Thanks for your response Carl. You understood my question well.
... and luckily it is not that hard to identify the groups on the board.
If you know how to do it, it probably isn't that hard, but if you don't...
I must say I'm far from an expert at programming, I'm not a programmer by profession.
Still, I just had a look at the provided links. Now trying to translate that into working code.
Wish me luck, I'll need it...
Hi Lieven,
If you are not a professional programmer, then I can understand that this may be a bit tricky. It will be a good exercise for you in any case. Carl described it well, you need to be able to find clusters, their list of squares and their neighbouring clusters. Once this is done, most edicts can be written quickly.
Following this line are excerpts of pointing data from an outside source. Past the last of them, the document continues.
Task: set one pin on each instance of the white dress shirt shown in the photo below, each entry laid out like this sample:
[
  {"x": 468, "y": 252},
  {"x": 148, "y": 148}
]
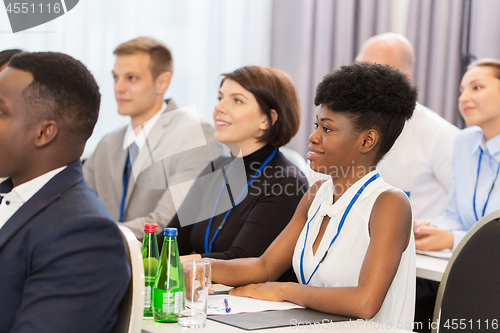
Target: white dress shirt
[
  {"x": 419, "y": 163},
  {"x": 20, "y": 194},
  {"x": 139, "y": 136}
]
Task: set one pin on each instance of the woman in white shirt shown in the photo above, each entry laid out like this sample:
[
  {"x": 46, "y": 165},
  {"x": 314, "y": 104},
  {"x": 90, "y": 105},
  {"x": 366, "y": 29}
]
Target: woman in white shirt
[
  {"x": 474, "y": 183},
  {"x": 350, "y": 241}
]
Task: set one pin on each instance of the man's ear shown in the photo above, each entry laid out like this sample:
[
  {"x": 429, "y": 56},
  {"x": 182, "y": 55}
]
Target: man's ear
[
  {"x": 46, "y": 133},
  {"x": 274, "y": 117},
  {"x": 370, "y": 140},
  {"x": 163, "y": 82}
]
What Carl means here is that AI is yet another level of complexity. It is a very open question as how you approach the problem. Some will give better results than others. The computing of edict scores on the other hand is pretty scripted. There are not many different ways to reach the goal, which is 100% accuracy. In the AI field, there is no such thing as 100% accuracy or perfect solution (unless the game is simple enough like Tictactoe or 4 in a row and even Reversi).
With the partial scoring of the edict, Carl gives a good example of what we did with most of our AIs here. Evaluating long-term potentials of moves is key to our AIs. We rely on these human-generated evaluations and never use any black box (Neural Network, Deep Learning, Monte-Carlo simulations) that would give a solution with little human intervention. We do it the (old) hard way, by building mathematical models of the games.